ST. PAUL — Mankato and North Mankato’s request to extend their local sales taxes may be collateral damage from the Legislature’s inability to compromise on the larger tax bill.
The cities’ request was nestled in that larger bill, and fell apart along with high-level negotiations on larger issues. Because a special session appears likely, it’s possible a pared-down tax bill could include the sales tax extension.
But advocates are already looking ahead to 2016.
Mankato City Manager Pat Hentges doesn’t see much hope the stalemate will break next year.
“I’m not optimistic unless they meet over the summer that we would see much progress in 2016,” he said.
That’s because the sales tax bill was tied politically to a transportation bill. If a deal involving both isn’t reached, it seems unlikely either will pass.
On the bright side, an extra year will give the Mankato Sports Commission more time to plan about new athletic facilities.
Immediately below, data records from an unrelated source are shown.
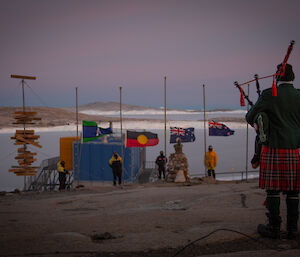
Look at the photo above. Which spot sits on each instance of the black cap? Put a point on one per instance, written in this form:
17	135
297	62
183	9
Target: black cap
288	75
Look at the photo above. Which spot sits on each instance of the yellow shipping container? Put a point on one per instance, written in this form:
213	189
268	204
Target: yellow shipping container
66	151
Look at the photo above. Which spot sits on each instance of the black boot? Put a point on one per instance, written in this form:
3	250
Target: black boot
292	204
272	229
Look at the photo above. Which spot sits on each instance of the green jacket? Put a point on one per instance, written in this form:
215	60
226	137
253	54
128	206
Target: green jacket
283	112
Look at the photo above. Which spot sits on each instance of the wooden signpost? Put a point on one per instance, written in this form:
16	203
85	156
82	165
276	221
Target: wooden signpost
25	137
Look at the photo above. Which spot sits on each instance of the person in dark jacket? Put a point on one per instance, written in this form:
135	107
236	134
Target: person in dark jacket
161	161
116	164
62	173
279	158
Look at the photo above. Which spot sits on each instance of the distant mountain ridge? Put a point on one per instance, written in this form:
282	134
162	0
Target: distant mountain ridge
113	106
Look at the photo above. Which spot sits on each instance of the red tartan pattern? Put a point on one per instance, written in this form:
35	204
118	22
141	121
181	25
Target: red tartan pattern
279	169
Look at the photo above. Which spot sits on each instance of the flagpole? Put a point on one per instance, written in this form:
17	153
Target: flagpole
121	125
165	100
77	141
204	120
247	139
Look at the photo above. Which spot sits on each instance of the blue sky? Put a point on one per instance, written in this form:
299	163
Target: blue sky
99	46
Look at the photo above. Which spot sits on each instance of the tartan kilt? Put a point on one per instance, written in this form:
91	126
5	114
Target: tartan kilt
279	169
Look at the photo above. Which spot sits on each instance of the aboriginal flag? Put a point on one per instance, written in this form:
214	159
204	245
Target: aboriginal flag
141	139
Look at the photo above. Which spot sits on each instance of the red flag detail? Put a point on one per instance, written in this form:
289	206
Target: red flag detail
242	98
274	89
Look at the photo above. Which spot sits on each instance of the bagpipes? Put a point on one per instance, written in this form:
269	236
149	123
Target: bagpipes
279	73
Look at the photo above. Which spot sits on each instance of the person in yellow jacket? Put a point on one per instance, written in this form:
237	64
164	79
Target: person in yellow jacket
211	161
116	164
62	174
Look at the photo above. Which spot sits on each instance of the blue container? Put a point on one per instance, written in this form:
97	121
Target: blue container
95	155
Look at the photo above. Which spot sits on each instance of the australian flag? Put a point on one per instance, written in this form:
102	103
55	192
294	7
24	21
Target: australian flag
186	135
219	129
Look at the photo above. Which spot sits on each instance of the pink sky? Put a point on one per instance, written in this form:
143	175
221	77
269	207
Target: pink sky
101	45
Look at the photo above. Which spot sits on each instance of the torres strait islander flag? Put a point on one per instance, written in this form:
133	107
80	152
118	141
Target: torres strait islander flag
91	131
141	139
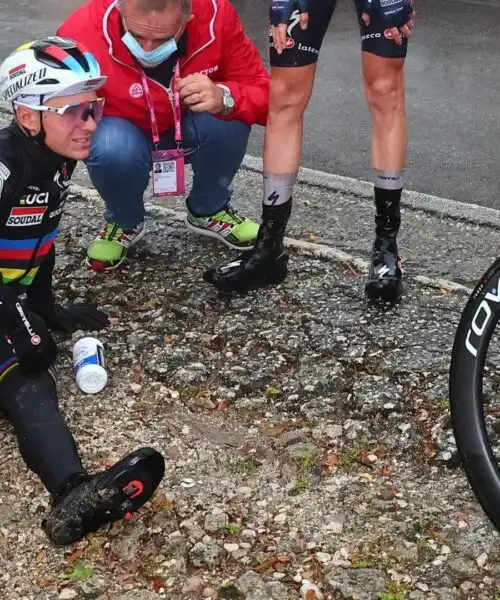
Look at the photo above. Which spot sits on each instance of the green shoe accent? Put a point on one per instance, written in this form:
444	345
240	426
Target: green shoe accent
110	247
229	227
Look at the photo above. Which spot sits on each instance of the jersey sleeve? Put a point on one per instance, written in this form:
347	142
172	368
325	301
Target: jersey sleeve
7	186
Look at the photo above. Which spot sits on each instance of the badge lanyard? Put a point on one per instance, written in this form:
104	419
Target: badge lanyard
168	165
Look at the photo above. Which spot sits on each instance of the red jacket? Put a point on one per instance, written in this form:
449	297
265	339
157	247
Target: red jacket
217	46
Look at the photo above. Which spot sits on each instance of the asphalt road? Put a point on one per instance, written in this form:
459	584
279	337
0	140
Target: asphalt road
453	85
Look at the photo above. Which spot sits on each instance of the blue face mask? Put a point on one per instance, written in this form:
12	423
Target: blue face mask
154	57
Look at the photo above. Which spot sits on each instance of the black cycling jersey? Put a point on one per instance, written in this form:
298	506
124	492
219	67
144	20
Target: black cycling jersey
303	46
33	187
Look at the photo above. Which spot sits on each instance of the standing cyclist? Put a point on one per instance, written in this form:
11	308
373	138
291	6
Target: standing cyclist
52	86
298	28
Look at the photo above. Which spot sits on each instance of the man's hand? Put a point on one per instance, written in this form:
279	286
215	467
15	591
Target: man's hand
200	94
398	17
280	12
“The good news in all of this will be it will clear up some issues about new recreational facilities,” Hentges said.
A lack of detail on that point was of concern to a key House Republican, Rep. Greg Davids of Preston. It was Davids’ January advice to get sales tax requests in quickly that led Mankato and North Mankato to step up their timeline.
Davids’ request for more details makes some sense, Hentges said.
“Our local council had concerns about that,” he said.
Anna Thill, president of Visit Mankato, said the sports commission will develop its plan in coming months by meeting with the people and groups who might use athletic facilities.
"It's not just about youth sports," she said. "We're really trying to go after all of the potential user groups."
The cities’ referendums weren’t slated to happen until 2016, regardless, so this delay may have few long-term consequences. Still, 2016 will be a short 10-week session so waiting until then makes for a thin margin of error.
Neither Hentges nor Mankato Sen. Kathy Sheran, the bill’s Senate author, were particularly surprised at the delay.
“I’m accustomed to approaching subjects more than one time,” Sheran said.
Perhaps the larger short-term impact will be the lack of a local government aid increase. The Senate version of the tax bill would have given an additional $166,233 to Mankato and $84,655 to North Mankato next year.